Parameter Usage Guidelines

  •          Check for valid parameter arguments. Perform argument validation for every public or protected method and property set accessor. Throw meaningful exceptions for invalid parameter arguments.
  •          The actual checking does not necessarily have to happen in the public or protected method itself. It could happen at a lower level in private routines.

Type Usage Guidelines

Base Class Usage Guidelines

  •          Use base classes instead of interfaces whenever possible.
  •          From a versioning perspective, classes are more flexible than interfaces.
  •          Provide class customization through protected methods.
  •          The public interface of a base class should provide a rich set of functionality for the consumer of the class. However, users of the class often want to implement the fewest number of methods possible to provide that rich set of functionality to the consumer.
  •          Provide a set of non virtual or final public methods that call through to a single protected method that provides implementations for the methods. This method should be marked with the Impl suffix. Using this pattern is also referred to as providing a Template method.
  •          Many compilers will insert a public or protected constructor if you do not. Therefore, for better documentation and readability of your source code, you should explicitly define a protected constructor on all abstract classes.
  •          Use sealed classes if it will not be necessary to create derived classes. A class cannot be derived from a sealed class.

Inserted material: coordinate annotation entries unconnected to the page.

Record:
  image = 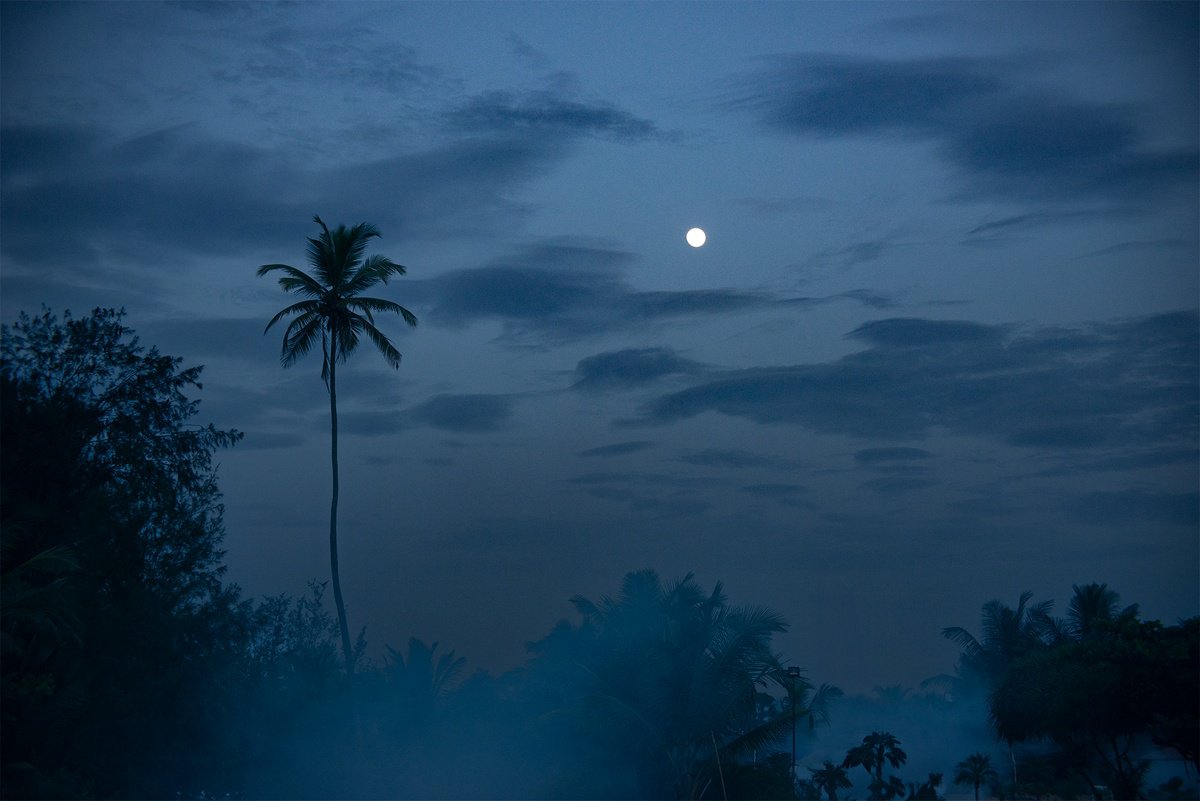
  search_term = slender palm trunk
[329,336,354,677]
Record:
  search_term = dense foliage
[0,309,1200,801]
[943,583,1200,799]
[0,309,242,797]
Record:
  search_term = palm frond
[256,264,325,297]
[346,297,416,327]
[362,323,401,368]
[346,254,408,294]
[280,314,322,367]
[263,301,320,333]
[942,626,983,658]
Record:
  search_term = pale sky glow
[0,2,1200,691]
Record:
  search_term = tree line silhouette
[0,218,1200,800]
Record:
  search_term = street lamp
[787,667,800,791]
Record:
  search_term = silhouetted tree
[942,591,1054,788]
[809,759,853,801]
[954,752,1000,801]
[0,309,245,797]
[841,731,908,799]
[908,773,942,801]
[989,615,1200,799]
[532,571,830,799]
[383,637,467,734]
[258,216,416,676]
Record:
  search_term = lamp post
[787,667,800,793]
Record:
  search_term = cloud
[739,483,809,499]
[1072,489,1200,529]
[406,239,890,344]
[572,348,701,392]
[0,126,563,285]
[642,312,1200,450]
[578,441,654,457]
[446,90,661,143]
[744,56,1200,201]
[678,447,798,468]
[854,447,934,464]
[408,395,512,434]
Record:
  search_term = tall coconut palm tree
[258,216,416,676]
[954,753,1000,801]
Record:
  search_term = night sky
[0,2,1200,692]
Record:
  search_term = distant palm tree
[942,591,1046,788]
[954,753,1000,801]
[1067,582,1138,639]
[942,592,1054,681]
[809,759,853,801]
[532,571,820,799]
[841,731,908,799]
[258,216,416,676]
[384,637,467,734]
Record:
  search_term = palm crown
[258,216,416,386]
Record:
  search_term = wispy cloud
[642,312,1200,450]
[743,56,1200,203]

Inheritance Usage Guidelines

  •          Examine your objects for parent-child relationships to identify possible super classes from which to derive your subclasses.
  •          Look for multiple levels of parent-child relationships to build and Inheritance Tree.
  •          Override attributes in the derived class when the inherited functionality does not fit your needs. (If you are overriding most of the inherited functions, then this probably is not a good candidate for inheritance.)
  •          When modeling, decide which super class functions can be overridden and which must be overridden, and declare these as Overridable or Must Override

Usage Guidelines

  • Use structure for types that meet the following criteria:Act like primitive types.
    •  Have an instance size fewer than 16 bytes. 
    • Are immutable.
    • Value semantics are desirable.
  • When using a structure, do not provide a default constructor. The runtime will insert a constructor that initializes all the values to a zero state.
  • Use an enum to strongly type parameters, properties, and return types. Always define enumerated values using an enum if they are used in a parameter or property.
  • Do not assume that enum arguments will be in the defined range. Perform argument validation
    Use an enum instead of static final constants.
  • Use type Int32 as the underlying type of an enum unless either of the following is true:
  • The enum represents flags and there are currently more than 32 flags, or the enum might grow to many flags in the future.
  • The type needs to be different from int for backward compatibility.
  • Do not use a non integral enum type. Use only Byte, Int16, Int32, or Int64.
  • Do not define methods, properties, or events on an enum.
  • Do not use an Enum suffix on enum types.

Nested Type Usage Guidelines

  • Use Nested types when –
    • The nested type logically belongs to the containing type.
    •  The nested type is not used often, or at least not directly.
    •  Do not use Nested types when –
      •   The type is used in many different methods in different classes.
      •   The type is commonly used in different APIs.